Юноша забежал внутрь и, запустив Бруно, захлопнул за собой дверь. Мрак комнат разрезал свет пламени бушующего снаружи пожара. Мать, пронзенная кинжалом, лежала в дверном проеме. Лицо старухи побледнело. Седые волосы, распущенные перед сном впитали кровь. Разорванная рубаха, словно губка или повязка, прикрывала рану. Отец лежал рядом. В руках старика был зажат меч, схваченный силой предсмертных судорог так крепко, что вандалы, похоже, не смогли забрать его с собой. Из ребер старика торчал переломленный кинжал, загнанный наполовину и, похоже, задевший легкое.

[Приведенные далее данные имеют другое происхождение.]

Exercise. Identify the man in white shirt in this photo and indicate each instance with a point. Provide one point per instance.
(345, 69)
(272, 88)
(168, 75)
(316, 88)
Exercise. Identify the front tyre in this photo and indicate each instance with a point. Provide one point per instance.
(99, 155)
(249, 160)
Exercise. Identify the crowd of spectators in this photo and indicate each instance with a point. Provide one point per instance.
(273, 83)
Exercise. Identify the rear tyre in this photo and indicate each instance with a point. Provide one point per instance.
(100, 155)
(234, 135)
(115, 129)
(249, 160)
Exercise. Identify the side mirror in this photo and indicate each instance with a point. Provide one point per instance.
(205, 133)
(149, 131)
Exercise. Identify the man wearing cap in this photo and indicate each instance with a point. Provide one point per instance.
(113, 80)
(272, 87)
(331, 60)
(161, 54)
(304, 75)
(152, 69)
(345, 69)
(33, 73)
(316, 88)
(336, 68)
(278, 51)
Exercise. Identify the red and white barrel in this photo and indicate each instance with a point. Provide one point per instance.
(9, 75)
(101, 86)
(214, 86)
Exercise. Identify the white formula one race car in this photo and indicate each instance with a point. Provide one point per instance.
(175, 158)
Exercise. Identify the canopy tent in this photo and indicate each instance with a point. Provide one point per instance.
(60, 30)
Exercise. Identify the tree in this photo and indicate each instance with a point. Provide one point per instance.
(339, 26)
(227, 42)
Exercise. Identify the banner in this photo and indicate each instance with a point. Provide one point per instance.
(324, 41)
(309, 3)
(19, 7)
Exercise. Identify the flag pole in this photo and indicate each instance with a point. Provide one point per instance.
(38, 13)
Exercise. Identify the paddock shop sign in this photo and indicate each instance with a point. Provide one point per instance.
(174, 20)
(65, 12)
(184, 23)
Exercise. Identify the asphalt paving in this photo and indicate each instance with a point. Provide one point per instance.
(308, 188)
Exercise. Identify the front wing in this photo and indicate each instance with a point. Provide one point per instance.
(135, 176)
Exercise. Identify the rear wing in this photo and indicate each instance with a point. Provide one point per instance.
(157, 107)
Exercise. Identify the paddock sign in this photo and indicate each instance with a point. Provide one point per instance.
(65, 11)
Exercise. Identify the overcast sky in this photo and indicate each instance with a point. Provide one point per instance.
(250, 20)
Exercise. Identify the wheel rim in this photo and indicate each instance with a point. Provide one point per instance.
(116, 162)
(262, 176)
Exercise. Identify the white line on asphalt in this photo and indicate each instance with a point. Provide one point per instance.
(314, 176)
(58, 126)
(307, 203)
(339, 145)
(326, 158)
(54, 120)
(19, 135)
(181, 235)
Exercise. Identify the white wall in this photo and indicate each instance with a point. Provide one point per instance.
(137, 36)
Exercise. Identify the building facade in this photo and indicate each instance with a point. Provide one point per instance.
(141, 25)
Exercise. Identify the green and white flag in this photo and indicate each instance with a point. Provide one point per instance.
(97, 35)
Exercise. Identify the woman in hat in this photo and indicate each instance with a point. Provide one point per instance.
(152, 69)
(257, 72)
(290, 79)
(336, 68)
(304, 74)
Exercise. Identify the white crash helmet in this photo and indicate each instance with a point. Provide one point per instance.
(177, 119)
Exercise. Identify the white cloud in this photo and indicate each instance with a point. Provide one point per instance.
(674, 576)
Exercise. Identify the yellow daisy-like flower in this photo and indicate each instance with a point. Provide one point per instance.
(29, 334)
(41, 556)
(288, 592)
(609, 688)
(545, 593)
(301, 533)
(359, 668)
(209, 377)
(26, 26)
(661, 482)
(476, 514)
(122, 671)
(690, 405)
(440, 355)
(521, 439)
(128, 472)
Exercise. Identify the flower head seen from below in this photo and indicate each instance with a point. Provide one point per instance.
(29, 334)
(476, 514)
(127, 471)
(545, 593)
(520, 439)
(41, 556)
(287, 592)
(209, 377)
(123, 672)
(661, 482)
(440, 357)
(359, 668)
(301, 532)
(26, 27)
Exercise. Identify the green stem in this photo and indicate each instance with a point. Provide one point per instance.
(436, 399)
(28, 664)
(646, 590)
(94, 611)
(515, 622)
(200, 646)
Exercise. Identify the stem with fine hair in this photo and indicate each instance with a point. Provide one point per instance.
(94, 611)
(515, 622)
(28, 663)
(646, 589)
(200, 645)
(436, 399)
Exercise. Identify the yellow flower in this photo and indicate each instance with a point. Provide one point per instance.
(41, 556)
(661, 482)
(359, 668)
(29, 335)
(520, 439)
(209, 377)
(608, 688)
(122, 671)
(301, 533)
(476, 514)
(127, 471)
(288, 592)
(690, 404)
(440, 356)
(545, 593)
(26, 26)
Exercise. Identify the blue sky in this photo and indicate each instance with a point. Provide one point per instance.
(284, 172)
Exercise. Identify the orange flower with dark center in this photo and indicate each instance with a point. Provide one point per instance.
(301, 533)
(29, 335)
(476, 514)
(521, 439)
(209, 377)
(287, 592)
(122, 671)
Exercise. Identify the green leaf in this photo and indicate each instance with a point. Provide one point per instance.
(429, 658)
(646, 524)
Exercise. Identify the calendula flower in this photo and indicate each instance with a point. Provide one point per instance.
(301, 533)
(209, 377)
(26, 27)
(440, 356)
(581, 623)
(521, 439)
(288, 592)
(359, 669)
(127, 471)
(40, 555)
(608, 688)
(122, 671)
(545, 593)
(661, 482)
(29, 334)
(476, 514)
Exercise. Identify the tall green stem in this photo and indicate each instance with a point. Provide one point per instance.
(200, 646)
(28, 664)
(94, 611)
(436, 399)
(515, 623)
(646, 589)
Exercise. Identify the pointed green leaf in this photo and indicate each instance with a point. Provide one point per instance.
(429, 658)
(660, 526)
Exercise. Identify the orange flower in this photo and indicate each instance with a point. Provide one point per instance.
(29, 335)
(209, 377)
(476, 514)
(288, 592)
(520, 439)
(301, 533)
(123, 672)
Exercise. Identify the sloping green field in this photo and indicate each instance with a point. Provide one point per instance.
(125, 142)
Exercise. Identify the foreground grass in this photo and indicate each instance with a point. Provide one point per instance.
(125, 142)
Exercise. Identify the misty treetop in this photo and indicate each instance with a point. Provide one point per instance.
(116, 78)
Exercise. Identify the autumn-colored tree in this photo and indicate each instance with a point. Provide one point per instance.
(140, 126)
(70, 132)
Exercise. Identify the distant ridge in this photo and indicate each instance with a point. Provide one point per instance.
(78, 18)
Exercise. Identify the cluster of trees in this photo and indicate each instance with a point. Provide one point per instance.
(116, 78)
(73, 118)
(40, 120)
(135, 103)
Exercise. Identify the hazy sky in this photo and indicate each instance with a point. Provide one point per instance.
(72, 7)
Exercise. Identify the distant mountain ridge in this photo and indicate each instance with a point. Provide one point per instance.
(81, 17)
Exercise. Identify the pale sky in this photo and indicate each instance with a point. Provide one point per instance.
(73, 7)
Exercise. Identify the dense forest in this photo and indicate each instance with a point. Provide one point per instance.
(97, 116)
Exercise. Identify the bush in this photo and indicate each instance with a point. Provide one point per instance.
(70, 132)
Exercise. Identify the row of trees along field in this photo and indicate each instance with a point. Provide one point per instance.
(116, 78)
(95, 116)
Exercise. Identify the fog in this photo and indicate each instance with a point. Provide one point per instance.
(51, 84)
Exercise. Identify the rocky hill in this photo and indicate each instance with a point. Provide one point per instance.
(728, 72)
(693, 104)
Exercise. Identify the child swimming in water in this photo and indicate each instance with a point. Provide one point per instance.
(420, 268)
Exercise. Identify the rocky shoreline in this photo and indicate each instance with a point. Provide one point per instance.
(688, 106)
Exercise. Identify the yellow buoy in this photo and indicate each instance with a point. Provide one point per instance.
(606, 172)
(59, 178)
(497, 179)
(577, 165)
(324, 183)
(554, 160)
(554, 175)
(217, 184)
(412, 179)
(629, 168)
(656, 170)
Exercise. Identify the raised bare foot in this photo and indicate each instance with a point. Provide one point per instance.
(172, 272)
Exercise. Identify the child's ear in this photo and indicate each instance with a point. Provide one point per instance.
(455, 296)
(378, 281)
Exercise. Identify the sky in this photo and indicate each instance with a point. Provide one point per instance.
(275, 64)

Он хрипел и еще был жив. Старл почувствовал, как по его лицу скатились слезы. Слова застряли в горле. Он сделал несколько шагов навстречу умирающему отцу и упал на колени. Старый гном медленно открыл глаза.
— Старл?
— Это я, папа, я.
Юноша нашел руку отца, схватил ее и поднес к губам.
— Что здесь произошло, папа, что случилось?
— Они пришли, Старл.
Юноша вздрогнул. Голос отца был слаб. Старик умирал.
— Кто они? Зачем они пришли?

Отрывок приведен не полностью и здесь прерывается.